DOT acted after local officials failed to take into account the harmful impact that the decision to build a trolley garage in a historically black neighborhood would have on the residents, an apparent violation of the Civil Rights Act of 1964. This amounts to a failure of due diligence that could have profound consequences elsewhere in the county because it may not be an isolated instance.
A series of mistakes led up to the federal government’s intervention, including a failure to heed warnings that the site did not meet zoning standards. But the initial error from which everything else flows was the failure to get a buy-in from the residents of one of Miami’s oldest, historically black neighborhoods.
The essential facts are not in dispute. Astor Development brokered a deal with Coral Gables to build the city a new garage in exchange for land where the garage now stands within the City Beautiful. Common sense would suggest that a new site could be found in Coral Gables, where the trolleys operate, but nothing about what followed seems logical.
The developer found land in the West Grove, a residential neighborhood in Miami, not Coral Gables. This convenient solution satisfied Commissioner Marc Sarnoff and all the parties — except the people in the affected area! They would be obliged to suffer the consequences of “environmental concerns, unsafe streets, excessive noise, increase in traffic, potential health concerns and possible reduction in property values,” the federal government noted.
No matter. The city of Miami threw the residents under the bus instead of protecting them. The required notification was limited to an online posting, where it was likely to go unnoticed. Other than that, the federal government noted, the city failed to solicit community input or otherwise evaluate the impact of the site selection.

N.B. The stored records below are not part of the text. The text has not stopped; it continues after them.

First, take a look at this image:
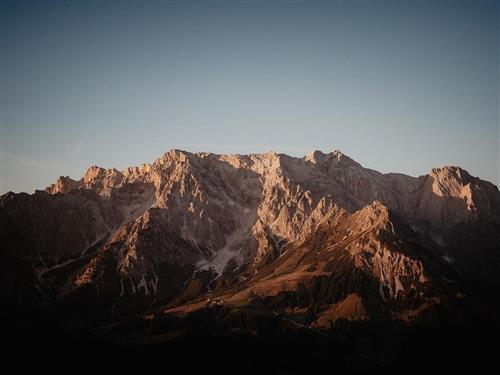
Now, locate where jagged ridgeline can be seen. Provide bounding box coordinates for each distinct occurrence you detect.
[0,150,500,340]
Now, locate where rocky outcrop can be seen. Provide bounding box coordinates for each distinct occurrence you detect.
[0,150,500,324]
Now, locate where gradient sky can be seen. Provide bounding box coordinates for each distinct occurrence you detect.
[0,1,500,193]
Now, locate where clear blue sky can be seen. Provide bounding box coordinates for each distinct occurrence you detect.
[1,1,499,192]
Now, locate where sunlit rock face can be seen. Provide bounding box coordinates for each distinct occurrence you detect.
[0,150,500,327]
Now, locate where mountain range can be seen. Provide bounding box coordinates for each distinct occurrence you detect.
[0,150,500,374]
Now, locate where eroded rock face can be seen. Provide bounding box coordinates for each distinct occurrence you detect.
[0,150,500,324]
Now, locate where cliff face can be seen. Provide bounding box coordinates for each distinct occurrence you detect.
[0,150,500,327]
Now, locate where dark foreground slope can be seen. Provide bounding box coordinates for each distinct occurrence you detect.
[0,150,500,373]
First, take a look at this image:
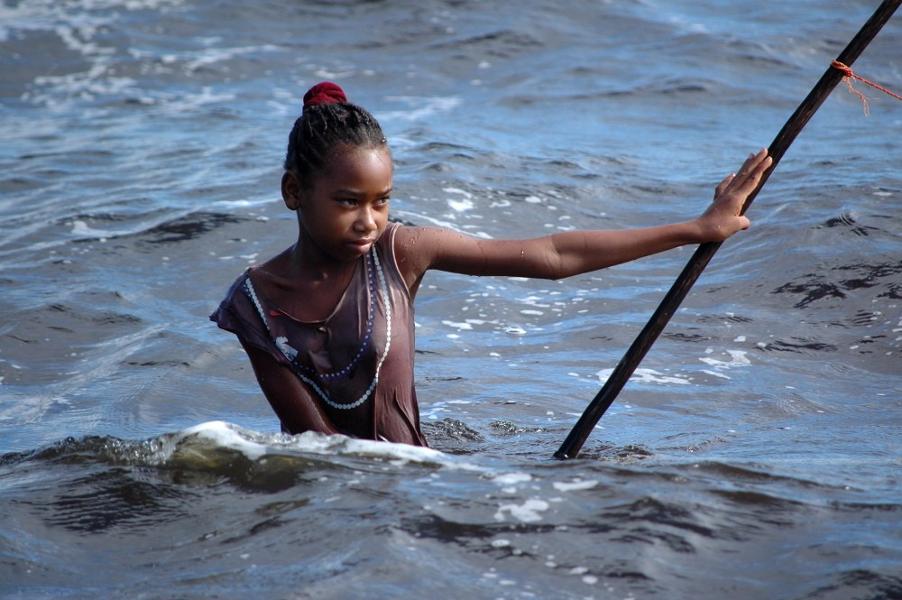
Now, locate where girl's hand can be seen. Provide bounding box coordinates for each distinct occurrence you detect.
[695,148,773,242]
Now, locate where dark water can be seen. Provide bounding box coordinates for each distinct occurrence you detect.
[0,0,902,599]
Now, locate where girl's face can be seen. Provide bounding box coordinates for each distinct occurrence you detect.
[283,146,392,261]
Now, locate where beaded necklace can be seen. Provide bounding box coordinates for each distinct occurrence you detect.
[244,246,392,410]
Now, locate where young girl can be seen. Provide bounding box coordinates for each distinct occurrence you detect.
[210,82,771,446]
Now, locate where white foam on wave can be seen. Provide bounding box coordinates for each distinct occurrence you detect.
[173,421,481,470]
[596,369,691,385]
[495,498,551,523]
[551,479,598,492]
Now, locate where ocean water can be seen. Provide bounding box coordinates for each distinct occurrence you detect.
[0,0,902,599]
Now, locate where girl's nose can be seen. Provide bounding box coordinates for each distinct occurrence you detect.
[355,206,376,232]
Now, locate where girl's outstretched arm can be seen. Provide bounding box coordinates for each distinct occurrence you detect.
[395,150,771,293]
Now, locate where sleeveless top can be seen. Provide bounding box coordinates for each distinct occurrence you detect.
[210,223,427,446]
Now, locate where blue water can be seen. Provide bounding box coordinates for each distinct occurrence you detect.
[0,0,902,599]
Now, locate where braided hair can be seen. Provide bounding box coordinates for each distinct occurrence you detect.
[284,81,388,187]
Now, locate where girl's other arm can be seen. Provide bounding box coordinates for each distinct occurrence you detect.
[396,150,771,293]
[241,341,338,434]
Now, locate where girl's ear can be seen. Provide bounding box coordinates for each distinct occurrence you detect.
[282,171,303,210]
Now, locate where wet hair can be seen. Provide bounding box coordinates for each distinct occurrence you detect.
[284,82,388,187]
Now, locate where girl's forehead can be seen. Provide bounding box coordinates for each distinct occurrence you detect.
[323,146,392,182]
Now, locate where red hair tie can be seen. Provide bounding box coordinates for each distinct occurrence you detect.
[304,81,348,108]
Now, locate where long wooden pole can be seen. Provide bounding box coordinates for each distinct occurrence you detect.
[554,0,902,459]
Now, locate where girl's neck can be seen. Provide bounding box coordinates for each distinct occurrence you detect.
[286,229,356,282]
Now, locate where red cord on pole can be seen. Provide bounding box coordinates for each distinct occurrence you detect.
[830,60,902,116]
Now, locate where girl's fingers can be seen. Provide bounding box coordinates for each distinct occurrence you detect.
[714,173,736,196]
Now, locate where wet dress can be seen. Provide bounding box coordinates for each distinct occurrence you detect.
[210,223,427,446]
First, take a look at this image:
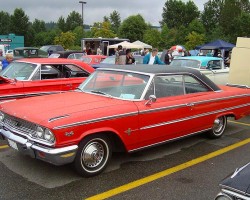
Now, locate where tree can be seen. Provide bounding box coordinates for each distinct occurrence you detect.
[66,11,82,31]
[119,14,147,42]
[187,19,206,34]
[92,21,116,38]
[109,10,121,34]
[201,0,223,35]
[54,31,76,49]
[32,19,46,33]
[0,11,11,35]
[143,28,161,49]
[185,31,205,50]
[57,16,67,32]
[160,0,200,29]
[11,8,29,36]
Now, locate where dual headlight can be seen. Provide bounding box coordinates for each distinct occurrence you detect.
[35,126,55,143]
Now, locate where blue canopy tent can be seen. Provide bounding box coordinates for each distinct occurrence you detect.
[199,40,235,50]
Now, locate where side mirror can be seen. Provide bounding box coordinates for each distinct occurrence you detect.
[145,95,156,105]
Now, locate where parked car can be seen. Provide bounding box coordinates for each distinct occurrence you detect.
[0,65,250,177]
[40,45,65,55]
[0,58,94,101]
[92,55,144,69]
[215,163,250,200]
[170,56,229,85]
[49,50,82,58]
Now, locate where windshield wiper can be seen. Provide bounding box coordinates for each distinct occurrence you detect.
[90,90,112,97]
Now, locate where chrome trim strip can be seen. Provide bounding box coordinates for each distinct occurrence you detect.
[139,94,250,114]
[128,128,210,152]
[0,91,63,100]
[48,115,69,122]
[53,112,138,130]
[140,103,250,130]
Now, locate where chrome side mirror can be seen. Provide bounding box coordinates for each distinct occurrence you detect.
[145,95,156,105]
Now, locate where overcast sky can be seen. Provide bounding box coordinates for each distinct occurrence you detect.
[0,0,208,26]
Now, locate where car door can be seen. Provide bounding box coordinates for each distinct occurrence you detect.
[0,77,24,101]
[137,75,213,146]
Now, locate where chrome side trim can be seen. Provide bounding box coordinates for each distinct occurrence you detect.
[48,115,69,122]
[128,128,210,152]
[140,103,250,130]
[53,112,138,130]
[0,91,62,101]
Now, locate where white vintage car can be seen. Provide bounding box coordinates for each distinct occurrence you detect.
[170,56,229,85]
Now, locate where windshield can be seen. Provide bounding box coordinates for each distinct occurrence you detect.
[81,57,92,64]
[0,62,37,80]
[79,70,150,100]
[170,59,201,69]
[101,56,115,64]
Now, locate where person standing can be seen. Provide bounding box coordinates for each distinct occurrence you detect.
[2,54,13,70]
[115,45,126,65]
[143,48,165,65]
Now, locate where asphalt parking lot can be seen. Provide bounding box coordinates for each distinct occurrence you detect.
[0,116,250,200]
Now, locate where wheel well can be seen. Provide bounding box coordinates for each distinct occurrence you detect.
[83,131,126,152]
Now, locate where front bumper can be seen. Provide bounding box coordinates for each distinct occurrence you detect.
[0,127,78,165]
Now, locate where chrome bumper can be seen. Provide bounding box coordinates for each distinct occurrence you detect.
[0,127,78,165]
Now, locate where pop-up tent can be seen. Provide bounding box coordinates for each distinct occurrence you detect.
[199,40,235,50]
[133,40,152,49]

Enter the federal government, which was involved in the deal because it provided transportation grants to Miami-Dade County that were used to buy the trolley cars. The online posting was not enough to satisfy the requirements of the 1964 CRA, whose Title VI mandates genuine outreach to the community and what federal rules call an “equity analysis,” including the possibility of finding alternative sites or taking actions to mitigate harm to residents.
Most appalling, the letter from DOT noted that “none of the relevant city (of Miami) staff appeared to be aware of their Title VI obligations and Miami has no Title VI compliance program in effect.” It boggles the mind that the city’s staffers, presumably including its attorneys, were clueless about the city’s obligations under the Civil Rights Act, and it raises a troubling question: Are other federally funded projects here now in jeopardy?
What happens next is anyone’s guess. The county, which is supposed to enforce the rules, says it does not believe other projects are in trouble. The developer and the city of Coral Gables are pointing fingers at each other and the city is suing the developer. And officials in Miami are ducking questions.
No doubt, some effort will be forthcoming to salvage the project, because the garage is nearly finished. But by this point it should be evident that any attempt to keep the trolley depot in the West Grove over the objections of its residents won’t succeed. Been there, done that — and it didn’t work.